President Benigno Aquino III on Monday called for minor administrative charges such as "neglect of duty" to be filed against four police officers for their role in the debacle that embarrassed the country and soured relations with China and Hong Kong.
"The people of Hong Kong, especially the survivors and the victims' families, will find this hard to accept," said a government spokesperson in the Chinese territory, according to news agency reports.
"It is very unfortunate that they find it unacceptable or they're disappointed by it. It saddens us that that is their reaction." Chief Presidential Legal Counsel Eduardo De Mesa told ANC. "But we just did what we believe was the right thing to do and recommended only charges - which can stand judicial scrutiny."
"The Hong Kong... government is also disappointed. We ask that the Philippine government follow through the required actions," the spokesperson said in a statement.
"The eventual actions to be taken against the persons involved must live up to their pledge to be accountable to the public. That is also what is owed to the dead and the injured. We will convey our views to the Philippine government through proper channels."
In a terse text message to the Philippine Daily Inquirer, Chinese Embassy spokesperson Ethan Sun Yi said, "The Chinese side looks forward to effective measures to be taken by the Philippine side to address the related issues concerning the incident in an earnest and appropriate manner."
The hostage-taking on Aug 23 saw dismissed Senior Insp.
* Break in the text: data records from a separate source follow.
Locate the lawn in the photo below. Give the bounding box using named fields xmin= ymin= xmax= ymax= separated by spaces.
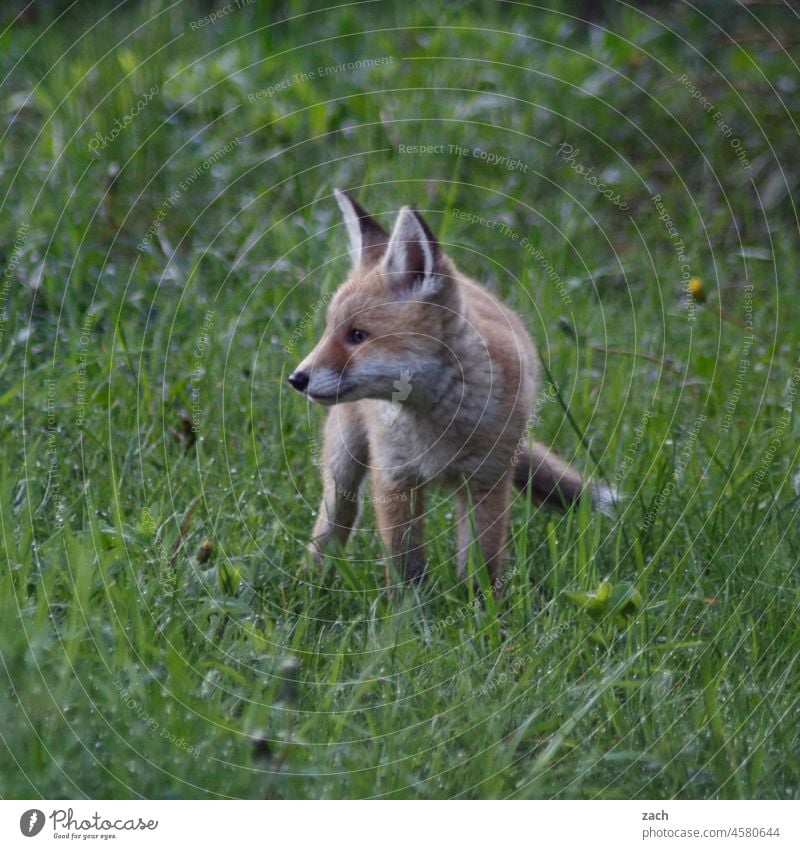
xmin=1 ymin=0 xmax=799 ymax=799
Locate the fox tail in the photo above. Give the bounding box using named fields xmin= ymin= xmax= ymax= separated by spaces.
xmin=513 ymin=441 xmax=616 ymax=512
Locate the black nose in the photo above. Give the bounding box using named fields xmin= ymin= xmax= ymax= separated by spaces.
xmin=288 ymin=371 xmax=309 ymax=392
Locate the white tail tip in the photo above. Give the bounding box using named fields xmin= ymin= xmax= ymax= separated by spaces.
xmin=591 ymin=484 xmax=620 ymax=516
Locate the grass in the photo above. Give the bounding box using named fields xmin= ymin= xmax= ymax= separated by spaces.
xmin=1 ymin=0 xmax=799 ymax=799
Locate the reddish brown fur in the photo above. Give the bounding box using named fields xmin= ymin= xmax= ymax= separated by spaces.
xmin=291 ymin=192 xmax=603 ymax=597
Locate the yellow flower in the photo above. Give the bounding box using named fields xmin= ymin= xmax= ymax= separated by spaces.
xmin=687 ymin=276 xmax=706 ymax=302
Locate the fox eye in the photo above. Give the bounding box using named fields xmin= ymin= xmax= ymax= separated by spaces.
xmin=347 ymin=328 xmax=368 ymax=344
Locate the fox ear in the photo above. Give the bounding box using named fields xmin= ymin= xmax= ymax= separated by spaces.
xmin=334 ymin=188 xmax=389 ymax=267
xmin=382 ymin=206 xmax=443 ymax=300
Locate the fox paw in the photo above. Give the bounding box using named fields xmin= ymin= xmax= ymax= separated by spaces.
xmin=307 ymin=540 xmax=325 ymax=566
xmin=402 ymin=555 xmax=428 ymax=584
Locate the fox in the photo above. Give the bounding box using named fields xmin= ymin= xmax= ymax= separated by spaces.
xmin=288 ymin=190 xmax=611 ymax=594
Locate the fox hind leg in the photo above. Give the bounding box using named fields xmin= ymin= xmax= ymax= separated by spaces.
xmin=454 ymin=487 xmax=471 ymax=578
xmin=309 ymin=405 xmax=369 ymax=562
xmin=456 ymin=474 xmax=513 ymax=597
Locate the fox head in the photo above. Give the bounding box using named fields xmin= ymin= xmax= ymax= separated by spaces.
xmin=288 ymin=190 xmax=462 ymax=406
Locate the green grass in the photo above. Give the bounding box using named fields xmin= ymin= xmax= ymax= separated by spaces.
xmin=1 ymin=0 xmax=799 ymax=799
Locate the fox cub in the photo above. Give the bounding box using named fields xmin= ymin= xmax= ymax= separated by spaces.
xmin=289 ymin=190 xmax=608 ymax=593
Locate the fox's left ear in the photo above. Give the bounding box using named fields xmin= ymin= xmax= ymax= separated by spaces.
xmin=382 ymin=206 xmax=445 ymax=301
xmin=334 ymin=188 xmax=389 ymax=267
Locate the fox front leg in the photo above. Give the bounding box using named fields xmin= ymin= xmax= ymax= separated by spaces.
xmin=371 ymin=476 xmax=427 ymax=585
xmin=309 ymin=406 xmax=368 ymax=562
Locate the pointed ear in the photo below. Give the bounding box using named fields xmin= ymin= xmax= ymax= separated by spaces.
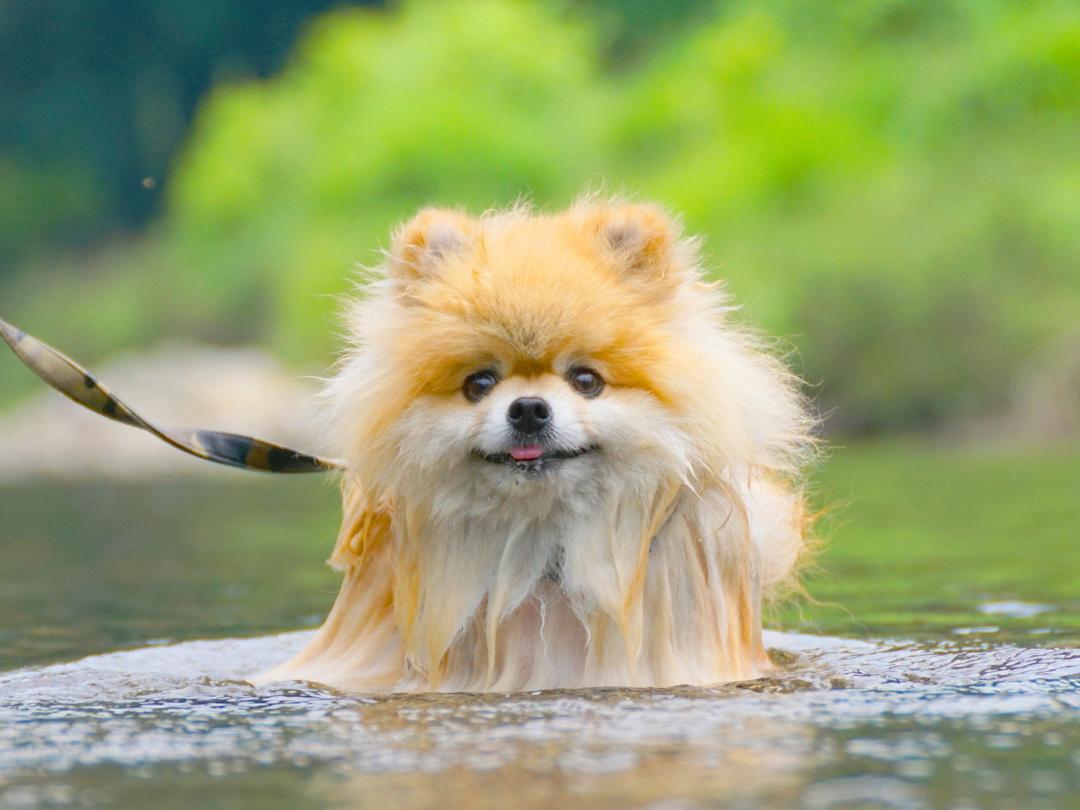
xmin=579 ymin=202 xmax=683 ymax=285
xmin=389 ymin=208 xmax=476 ymax=281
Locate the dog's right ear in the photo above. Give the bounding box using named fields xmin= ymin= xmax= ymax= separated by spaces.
xmin=388 ymin=208 xmax=476 ymax=281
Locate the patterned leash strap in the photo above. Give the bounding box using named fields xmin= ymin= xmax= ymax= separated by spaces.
xmin=0 ymin=316 xmax=342 ymax=474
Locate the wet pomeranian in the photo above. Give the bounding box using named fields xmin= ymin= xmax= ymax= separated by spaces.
xmin=260 ymin=199 xmax=815 ymax=692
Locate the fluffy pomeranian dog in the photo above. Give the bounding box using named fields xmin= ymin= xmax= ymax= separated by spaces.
xmin=261 ymin=199 xmax=814 ymax=692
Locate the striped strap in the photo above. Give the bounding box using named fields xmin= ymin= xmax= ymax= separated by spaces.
xmin=0 ymin=317 xmax=342 ymax=474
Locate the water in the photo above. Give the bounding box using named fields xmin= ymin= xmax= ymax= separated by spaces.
xmin=0 ymin=475 xmax=1077 ymax=808
xmin=1 ymin=632 xmax=1077 ymax=808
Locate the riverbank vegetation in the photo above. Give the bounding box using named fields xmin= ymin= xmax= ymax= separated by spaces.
xmin=2 ymin=0 xmax=1078 ymax=438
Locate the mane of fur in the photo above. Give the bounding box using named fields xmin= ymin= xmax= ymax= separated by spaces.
xmin=260 ymin=199 xmax=815 ymax=692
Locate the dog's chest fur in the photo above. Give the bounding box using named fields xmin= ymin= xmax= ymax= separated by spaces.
xmin=260 ymin=474 xmax=776 ymax=692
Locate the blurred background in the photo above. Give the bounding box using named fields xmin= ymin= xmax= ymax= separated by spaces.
xmin=1 ymin=0 xmax=1078 ymax=663
xmin=4 ymin=0 xmax=1079 ymax=436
Rolando Mendoza seize a busload of Hong Kong tourists in Manila in a desperate bid to get his job back and be cleared of extortion charges.
Eight of the tourists and the hostage-taker were killed and seven tourists wounded when police commandos launched a bungled rescue attempt in a drama played out live on television around the world. Mendoza was also gunned down.
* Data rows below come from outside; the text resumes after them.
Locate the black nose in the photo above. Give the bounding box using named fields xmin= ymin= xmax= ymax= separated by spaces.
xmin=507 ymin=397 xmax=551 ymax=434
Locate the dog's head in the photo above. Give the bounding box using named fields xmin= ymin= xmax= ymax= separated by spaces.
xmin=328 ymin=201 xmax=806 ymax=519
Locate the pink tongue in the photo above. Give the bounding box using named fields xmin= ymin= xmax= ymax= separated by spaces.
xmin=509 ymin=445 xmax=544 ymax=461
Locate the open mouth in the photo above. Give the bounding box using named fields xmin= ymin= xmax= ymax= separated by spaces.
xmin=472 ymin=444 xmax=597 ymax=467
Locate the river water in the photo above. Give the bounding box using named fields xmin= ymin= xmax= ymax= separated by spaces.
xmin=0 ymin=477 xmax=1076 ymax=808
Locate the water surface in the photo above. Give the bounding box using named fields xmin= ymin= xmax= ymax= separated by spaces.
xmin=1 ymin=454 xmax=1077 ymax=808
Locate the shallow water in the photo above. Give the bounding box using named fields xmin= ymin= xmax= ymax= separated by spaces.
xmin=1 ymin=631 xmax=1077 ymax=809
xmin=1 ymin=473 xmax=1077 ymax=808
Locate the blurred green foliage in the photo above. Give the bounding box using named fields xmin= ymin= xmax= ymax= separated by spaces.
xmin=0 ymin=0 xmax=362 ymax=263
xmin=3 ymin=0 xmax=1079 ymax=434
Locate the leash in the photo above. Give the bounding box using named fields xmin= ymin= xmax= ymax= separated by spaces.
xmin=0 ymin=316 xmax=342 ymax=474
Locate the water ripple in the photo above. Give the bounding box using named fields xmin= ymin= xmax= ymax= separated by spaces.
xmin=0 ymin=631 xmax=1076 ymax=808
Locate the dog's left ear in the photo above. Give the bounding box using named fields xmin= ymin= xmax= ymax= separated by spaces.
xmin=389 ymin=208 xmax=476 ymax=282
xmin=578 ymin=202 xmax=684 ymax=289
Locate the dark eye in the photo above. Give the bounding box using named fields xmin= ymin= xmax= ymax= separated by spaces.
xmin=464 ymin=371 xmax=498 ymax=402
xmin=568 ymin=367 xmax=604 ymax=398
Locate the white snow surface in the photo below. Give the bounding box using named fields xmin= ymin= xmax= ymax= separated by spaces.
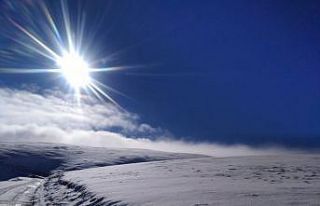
xmin=0 ymin=142 xmax=203 ymax=205
xmin=61 ymin=154 xmax=320 ymax=206
xmin=0 ymin=177 xmax=43 ymax=205
xmin=0 ymin=142 xmax=319 ymax=205
xmin=0 ymin=142 xmax=203 ymax=180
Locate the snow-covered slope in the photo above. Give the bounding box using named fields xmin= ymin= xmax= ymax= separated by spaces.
xmin=55 ymin=154 xmax=320 ymax=206
xmin=0 ymin=142 xmax=205 ymax=205
xmin=0 ymin=177 xmax=43 ymax=205
xmin=0 ymin=142 xmax=204 ymax=181
xmin=0 ymin=142 xmax=319 ymax=205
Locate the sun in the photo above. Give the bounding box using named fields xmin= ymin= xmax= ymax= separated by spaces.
xmin=56 ymin=51 xmax=91 ymax=89
xmin=0 ymin=1 xmax=128 ymax=108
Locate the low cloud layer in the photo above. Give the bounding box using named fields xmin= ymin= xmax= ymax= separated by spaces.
xmin=0 ymin=87 xmax=291 ymax=156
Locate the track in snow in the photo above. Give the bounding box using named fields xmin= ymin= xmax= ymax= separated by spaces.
xmin=0 ymin=177 xmax=43 ymax=205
In an attempt to placate the Chinese, Executive Secretary Paquito Ochoa Wednesday said that the Palace would ensure that administrative cases to be filed against Manila Mayor Alfredo Lim and the four police officers would be resolved quickly.
"We wish to assure the people of Hong Kong and the Chinese government that the Philippine government is taking active measures to ensure the quick initiation and resolution of the cases to be filed against the individuals found liable in the Aug. 23 hostage-taking incident," Ochoa said.
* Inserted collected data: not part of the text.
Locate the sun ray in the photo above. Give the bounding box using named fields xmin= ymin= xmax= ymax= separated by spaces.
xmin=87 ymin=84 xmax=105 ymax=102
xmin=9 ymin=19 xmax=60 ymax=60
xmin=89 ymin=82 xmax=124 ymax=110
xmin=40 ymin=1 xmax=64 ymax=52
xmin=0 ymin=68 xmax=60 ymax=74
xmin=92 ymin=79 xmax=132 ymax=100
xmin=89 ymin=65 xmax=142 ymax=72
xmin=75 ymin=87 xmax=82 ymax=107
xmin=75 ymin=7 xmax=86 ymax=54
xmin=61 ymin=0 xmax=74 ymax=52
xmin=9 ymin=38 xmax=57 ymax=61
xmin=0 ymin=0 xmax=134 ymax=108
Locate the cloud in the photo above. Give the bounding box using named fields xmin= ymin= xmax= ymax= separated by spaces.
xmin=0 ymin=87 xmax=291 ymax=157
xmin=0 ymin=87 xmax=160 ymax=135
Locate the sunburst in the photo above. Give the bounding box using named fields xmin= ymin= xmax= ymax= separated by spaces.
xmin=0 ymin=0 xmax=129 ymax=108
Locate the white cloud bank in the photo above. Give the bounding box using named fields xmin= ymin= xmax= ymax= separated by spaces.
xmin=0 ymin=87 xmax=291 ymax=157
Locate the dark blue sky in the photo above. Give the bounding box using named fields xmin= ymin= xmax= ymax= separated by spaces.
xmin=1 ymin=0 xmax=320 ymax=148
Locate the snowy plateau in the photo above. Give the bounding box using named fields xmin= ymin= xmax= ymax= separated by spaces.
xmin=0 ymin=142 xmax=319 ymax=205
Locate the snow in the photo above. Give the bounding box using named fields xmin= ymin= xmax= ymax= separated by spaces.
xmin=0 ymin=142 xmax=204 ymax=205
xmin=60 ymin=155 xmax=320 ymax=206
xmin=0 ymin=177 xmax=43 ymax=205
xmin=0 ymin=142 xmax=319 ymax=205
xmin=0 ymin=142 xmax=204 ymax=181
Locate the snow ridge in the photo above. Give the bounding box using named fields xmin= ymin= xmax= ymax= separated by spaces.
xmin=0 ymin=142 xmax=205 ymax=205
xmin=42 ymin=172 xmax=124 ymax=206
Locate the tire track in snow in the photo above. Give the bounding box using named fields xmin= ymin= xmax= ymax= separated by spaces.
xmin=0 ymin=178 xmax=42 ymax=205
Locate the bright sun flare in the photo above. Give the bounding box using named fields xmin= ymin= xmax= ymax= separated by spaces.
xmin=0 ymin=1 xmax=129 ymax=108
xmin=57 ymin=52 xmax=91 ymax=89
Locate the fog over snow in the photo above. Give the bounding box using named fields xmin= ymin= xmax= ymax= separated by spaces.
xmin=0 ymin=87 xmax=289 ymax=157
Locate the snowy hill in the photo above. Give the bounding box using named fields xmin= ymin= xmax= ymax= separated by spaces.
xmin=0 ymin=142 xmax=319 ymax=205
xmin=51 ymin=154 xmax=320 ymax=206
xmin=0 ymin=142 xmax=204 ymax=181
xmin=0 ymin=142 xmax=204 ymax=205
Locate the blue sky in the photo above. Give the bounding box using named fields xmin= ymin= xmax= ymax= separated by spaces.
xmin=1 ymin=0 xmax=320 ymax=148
On orders of the President, Ochoa and De Mesa went over the report of the Incident Investigation and Review Committee (IIRC) headed by Justice Secretary Leila de Lima. She said that the Palace team had watered down the committee's recommendations.
Interior Undersecretary Rico E. Puno, the highest administration official recommended for sanction by the IIRC was exculpated, along with then Philippines National Police Director General Jesus Verzosa and Manila Vice Mayor Isko Moreno.